Son günlerde içinde gittikçe artan karanlık sebepsiz değildi. Gene birileri hayallerini yıkmıştı. Hep böyle oluyordu. Mutlu olmak için bir hayal kuruyor, bir masal öyküsü geliştiriyor,birden birileri gelip onun masal sarayını yıkıp , herşeyi tarümar ediyordu.

Aslında hayalleri öyle çok absürd şeyler değildi. Herkesin kurduğu cinsten hayallerdi. Herkesin hayalleri gerçekleşip, hayallerinin içinde mutlu yaşamaya devam ederken neden onun hayalleri yıkılıyordu bir türlü anlayabilmiş değildi.

Acaba diye düşündü.Çok mu zamansız hayaller kuruyorum veye hayal kurarken iyi düşünmüyorum mu.

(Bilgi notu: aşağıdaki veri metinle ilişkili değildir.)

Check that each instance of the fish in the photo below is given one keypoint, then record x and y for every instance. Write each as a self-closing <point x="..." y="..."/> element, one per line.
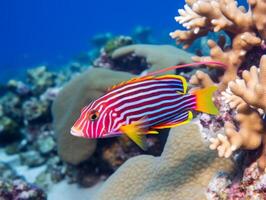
<point x="142" y="106"/>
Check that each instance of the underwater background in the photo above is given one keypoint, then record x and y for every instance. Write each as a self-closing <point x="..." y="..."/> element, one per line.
<point x="54" y="32"/>
<point x="57" y="57"/>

Ama hayal kurarken de matematiksel düşünülmezdi ki. Hem o çok erişilmeyecek hayaller kurmuyordu ki. Sadece mutlu , sakin bir dünya yaratıp, içinde sakin sakin yaşamak istiyordu.

Bu son bir yıl içinde ikinci büyük hayal kırıklığı idi yaşadığı. İlki uzun yıllardır kurduğu, pirinçlerden bir duvar örer gibi uzun uzun çalışıp geliştirdiği bir hayaldi. Birden bir gün ani esen bir rüzgar o pirinçlerden duvarı yerle bir etmişti. Çevresindeki herkes ona bu duvarın yıkılacağını , boşuna uğraştığını söylemişti ama o büyük bir inatla ve sabırla örmeye devam etmişti. Sonunda yıkıldığında gene herkes biz sana demedik mi diye karşısında onu  kınamışlardı.

Genç kadın hayallerinin yıkılmasından çok karşısına geçip biz sana demedik mi diyen kişilerden nefret ediyordu.O hayallerini kurarken hiç yardım etmeyen, sürekli engelleyen kişiler, hayalleri yıkılınca birden onun öğretmeni kesiliyordu sanki. Hayallerimi kurarken nerelerdeydiniz diye soramıyordu bile.

Bu son yıkılan hayalinde de böyle olmuştu. Ne hayalini kurarken, ne masal öyküsünü yazarken ona destek olan , akıl veren olmamıştı. Şimdi biliyordu ki hayallerinin yıkıldığını duyduklarında gene onu kınayacaklardı.

Yıkılan hayalinin, kurduğu masal köşkünün yıkılmasını kara kara düşünürken birden zihninde bir şimşek çaktı. Bir olayı hatırladı birden.

Yıllar önce idi. Gene yıkılan bir hayalinin yasını tutar, gözyaşlarını silerken birden bir güneş doğmuştu yaşamına. Yıkılan hayalini, çevresindeki kişilerin kınamalarını unutturan, onu birden yıldızlara çıkartan bir güneş.Öyle bir güneş ki, uzun zaman hiç başka bir hayale ihtiyaç duymadan onu ısıtan, mutlu eden bir güneş.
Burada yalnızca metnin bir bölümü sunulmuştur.